[CHAPTER XVI—IN WHICH EZRA LISTENS TO A DARING PLAN, AND HOW THREE SPIES LISTEN TO IT LIKEWISE]
From the time that Washington reached New York, his progress toward Cambridge was a constant ovation. In all the towns he passed through he was received by committees of citizens. Addresses of welcome and praise were read to him, cannon were fired in his honor, and escorts met him and saw him on his way.
While he was no doubt gratified by all these signs of favor and indications of the people’s confidence, the general’s most earnest desire was to reach his destination and assume the command entrusted to him. At Springfield a committee of the Massachusetts Provincial Congress met him; a cavalcade of mounted citizens and troops escorted him into Cambridge on the second of July.
It was about two o’clock in the afternoon when the commander-in-chief entered the town. The streets were thronged with people; cheers met him upon every hand; people filled windows, sheds and roof tops to do him honor. The various colonial flags fluttered wildly; guns roared and the troops saluted their leader with critical satisfaction.
The next day General Washington assumed command of the army in due form. He at once rode about its posts and carefully examined the position of the enemy. Ezra, Nat and Gilbert Scarlett rode with the party that accompanied him, he having selected the two former as his messengers and the latter accompanying them because of his curiosity regarding the new leader.
“He looks,” Scarlett told Ezra, “like a man of unmistakable parts. Colonel Prescott, last night, was good enough to sketch his life and military acts for me, and I was much struck. At Braddock’s defeat he played the part, not only of a man, but of a most excellent officer.”

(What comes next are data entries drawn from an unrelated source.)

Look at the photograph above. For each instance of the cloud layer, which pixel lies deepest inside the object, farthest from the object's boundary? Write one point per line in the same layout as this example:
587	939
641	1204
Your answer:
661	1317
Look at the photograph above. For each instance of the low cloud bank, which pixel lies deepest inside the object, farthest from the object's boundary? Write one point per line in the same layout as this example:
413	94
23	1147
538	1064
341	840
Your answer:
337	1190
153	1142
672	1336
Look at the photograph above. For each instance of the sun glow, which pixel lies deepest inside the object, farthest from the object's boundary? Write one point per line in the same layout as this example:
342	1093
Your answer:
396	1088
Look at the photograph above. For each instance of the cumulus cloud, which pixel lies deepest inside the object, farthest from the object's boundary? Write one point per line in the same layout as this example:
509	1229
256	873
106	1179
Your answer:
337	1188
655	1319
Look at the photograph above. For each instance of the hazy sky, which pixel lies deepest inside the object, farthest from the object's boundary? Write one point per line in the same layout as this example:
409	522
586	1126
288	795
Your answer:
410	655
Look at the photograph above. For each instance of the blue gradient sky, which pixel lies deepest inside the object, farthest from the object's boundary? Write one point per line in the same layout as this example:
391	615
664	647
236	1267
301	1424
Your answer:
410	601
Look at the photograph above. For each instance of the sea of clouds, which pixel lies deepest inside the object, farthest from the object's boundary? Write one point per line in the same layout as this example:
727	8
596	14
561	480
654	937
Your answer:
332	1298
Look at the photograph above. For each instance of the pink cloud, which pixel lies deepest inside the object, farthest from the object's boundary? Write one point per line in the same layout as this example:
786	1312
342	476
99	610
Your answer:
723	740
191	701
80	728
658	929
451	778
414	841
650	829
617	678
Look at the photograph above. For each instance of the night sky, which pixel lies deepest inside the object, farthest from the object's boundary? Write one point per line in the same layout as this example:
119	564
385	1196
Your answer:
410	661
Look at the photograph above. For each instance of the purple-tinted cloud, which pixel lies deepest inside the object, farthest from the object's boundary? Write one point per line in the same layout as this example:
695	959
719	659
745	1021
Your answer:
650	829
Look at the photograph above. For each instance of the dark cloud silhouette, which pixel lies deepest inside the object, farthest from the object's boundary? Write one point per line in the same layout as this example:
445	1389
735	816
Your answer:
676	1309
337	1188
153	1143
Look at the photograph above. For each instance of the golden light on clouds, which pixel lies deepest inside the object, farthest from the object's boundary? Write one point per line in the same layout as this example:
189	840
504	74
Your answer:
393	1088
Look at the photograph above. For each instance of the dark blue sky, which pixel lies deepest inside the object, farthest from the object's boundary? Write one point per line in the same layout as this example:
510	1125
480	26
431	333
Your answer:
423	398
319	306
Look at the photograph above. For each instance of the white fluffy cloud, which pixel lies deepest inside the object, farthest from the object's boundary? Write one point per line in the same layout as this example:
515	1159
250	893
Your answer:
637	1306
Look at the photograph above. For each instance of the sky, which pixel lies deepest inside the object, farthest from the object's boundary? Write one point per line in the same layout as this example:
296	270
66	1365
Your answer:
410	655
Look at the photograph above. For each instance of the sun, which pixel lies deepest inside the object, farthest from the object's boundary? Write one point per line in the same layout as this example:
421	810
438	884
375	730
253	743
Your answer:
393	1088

Slowly Washington reconnoitered the British lines. He found Howe strongly entrenching on Bunker Hill, advanced about half a mile from the late battle-field, with his sentries extending fully one hundred and fifty yards upon the Cambridge side of the Neck. Three floating batteries lay in the Mystic River, and a twenty-gun ship was at anchor below the ferry. On Roxbury Neck they were also strongly fortified. The bulk of the British army lay upon Bunker Hill; only a few light horse were at this time left in Boston.
Not a point of all this seemed to escape the observing eye of the Virginian; his comments and directions were listened to by Scarlett with close attention and deepening appreciation.
The American position had grown stronger since the Bunker Hill fight.
Entrenchments had been thrown up on Prospect and Winter Hills. From these the British camp was plainly in view at little more than a mile away. There was a strong work at Sewall’s Farm, which, afterward, Washington made stronger still. At Roxbury, General Thomas had thrown up a powerful fortification. The New Hampshire troops and a regiment of Rhode Island men held Winter Hill. General Putnam was in command at Prospect Hill with the greater part of his Connecticut regiments. The troops at Cambridge were all of Massachusetts Bay; and the bulk of Greene’s Rhode Islanders held Sewall’s Farm. Two other regiments of Putnam’s men and nine regiments of Massachusetts were stationed at Roxbury. Then there were some seven hundred men scattered along the coast to prevent descents of the enemy.